Kalau ditanya scene apa yang sampai sekarang masih kuingat dalam film "1 Kakak 7 Ponakan" adalah adegan ketika Moko berdialog dengan Ais. Saat itu, Ais bertanya pada Moko sembari membuatkan pop ice untuk Moko. Kalimatnya kurang lebih begini: "Pernah nggak sih, Kak Moko melakukan sesuatu supaya Kakak merasa dekat sama seseorang yang Kak Moko sayang?" Awalnya, aku benar-benar tidak berekspektasi bahwa suatu tindakan yang dilakukan seseorang, ternyata bisa membuat dirinya merasa terhubung dengan orang lain, dalam konteks ini bisa untuk orang yang masih hidup (tetapi jauh), atau orang yang sudah tiada (meninggal dunia). Tetapi, setelah refleksi ke diriku sendiri, ternyata hal itu memang benar dan aku sendiri telah melakukan itu (tanpa aku sadari).

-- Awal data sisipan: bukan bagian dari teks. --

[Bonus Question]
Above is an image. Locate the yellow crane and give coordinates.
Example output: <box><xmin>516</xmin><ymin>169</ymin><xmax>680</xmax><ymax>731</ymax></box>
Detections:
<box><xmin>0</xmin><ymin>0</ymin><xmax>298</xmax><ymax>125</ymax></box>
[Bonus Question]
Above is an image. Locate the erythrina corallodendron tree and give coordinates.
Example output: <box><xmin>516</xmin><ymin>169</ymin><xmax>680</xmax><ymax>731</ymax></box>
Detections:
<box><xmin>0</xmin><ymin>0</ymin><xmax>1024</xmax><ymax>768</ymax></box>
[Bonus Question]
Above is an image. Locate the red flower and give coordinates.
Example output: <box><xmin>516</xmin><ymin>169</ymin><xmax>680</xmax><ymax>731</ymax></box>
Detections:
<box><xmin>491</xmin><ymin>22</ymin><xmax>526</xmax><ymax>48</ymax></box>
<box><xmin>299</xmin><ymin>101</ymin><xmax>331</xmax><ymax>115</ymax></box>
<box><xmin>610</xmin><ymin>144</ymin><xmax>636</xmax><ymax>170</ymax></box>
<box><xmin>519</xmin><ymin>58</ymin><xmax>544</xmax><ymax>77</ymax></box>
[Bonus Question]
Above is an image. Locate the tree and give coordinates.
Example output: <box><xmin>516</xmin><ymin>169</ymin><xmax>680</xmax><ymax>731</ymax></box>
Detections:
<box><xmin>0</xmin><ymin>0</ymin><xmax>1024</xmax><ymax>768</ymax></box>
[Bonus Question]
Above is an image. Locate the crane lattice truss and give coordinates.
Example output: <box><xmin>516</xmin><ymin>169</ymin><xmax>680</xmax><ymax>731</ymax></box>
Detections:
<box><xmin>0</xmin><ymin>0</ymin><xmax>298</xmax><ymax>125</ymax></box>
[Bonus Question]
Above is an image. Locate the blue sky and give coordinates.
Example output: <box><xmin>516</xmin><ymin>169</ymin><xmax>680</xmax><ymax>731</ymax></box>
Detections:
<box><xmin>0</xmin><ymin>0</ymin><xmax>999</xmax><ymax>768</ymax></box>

Di dalam film itu, diceritakan tersirat Moko ini mengalami saviour complex atau sindrom kepahlawanan sehingga dia seakan-akan ingin menjadi pelindung bagi keluarganya sepeninggal kakak-kakaknya. Mungkin teman-teman bisa membaca lebih detail tentang saviour complex di sini. Lalu, apa hubungannya saviour complex yang dialami oleh Moko dengan dialog Moko dan Ais di atas? Singkatnya, Moko pada akhirnya mengambil peran sebagai pengganti kakak-kakaknya dan selalu berusaha melindungi keluarganya, karena Moko rindu, sangat amat rindu, dengan mendiang kakak-kakaknya. Jadi, setiap kali Moko melakukan sesuatu untuk keluarganya dengan meniru apa yang telah dilakukan mendiang kakak-kakaknya, Moko merasa bahwa ia masih terhubung dengan mereka yang telah meninggal dunia. Sampai sini, poinnya dapet, kan?

Di hari terakhir puasa ramadhan kali ini, aku memasak lodeh labu siam untuk menu buka puasa. Mungkin terdengar biasa, ya? Sebenarnya, aku kurang suka dengan labu siam, bahkan sayur-sayuran lain seperti terong, oyong, atau.. jantung pisang? Sejak dulu, ibuku paham betul kalau aku tidak suka sayuran-sayuran itu. Maka, ibuku membuat alternatif lain: memasaknya dengan santan, bukan ditumis. Nah, termasuk labu siam ini. Sejak itulah, semua sayur yang tidak aku suka itu akhirnya bisa kumakan jika dimasak dengan santan alias dibikin lodeh. Hehe. Dari semua jenis lodeh, aku paling suka lodeh labu siam. Setiap aku memasak menu ini, mulai dari menyiapkan bumbu-bumbu, nguleg, mengiris-iris labu, menumis bumbu, hingga matang dan memakannya, aku merasa.....terhubung dengan ibuku. Mungkin aneh ya, tapi benar-benar begitu yang aku rasa. Mungkin teman-teman juga punya pengalaman seperti ini? Aku sangat ingin mendengarnya dan membacanya. Jika berkenan, teman-teman boleh bercerita di kolom komentar.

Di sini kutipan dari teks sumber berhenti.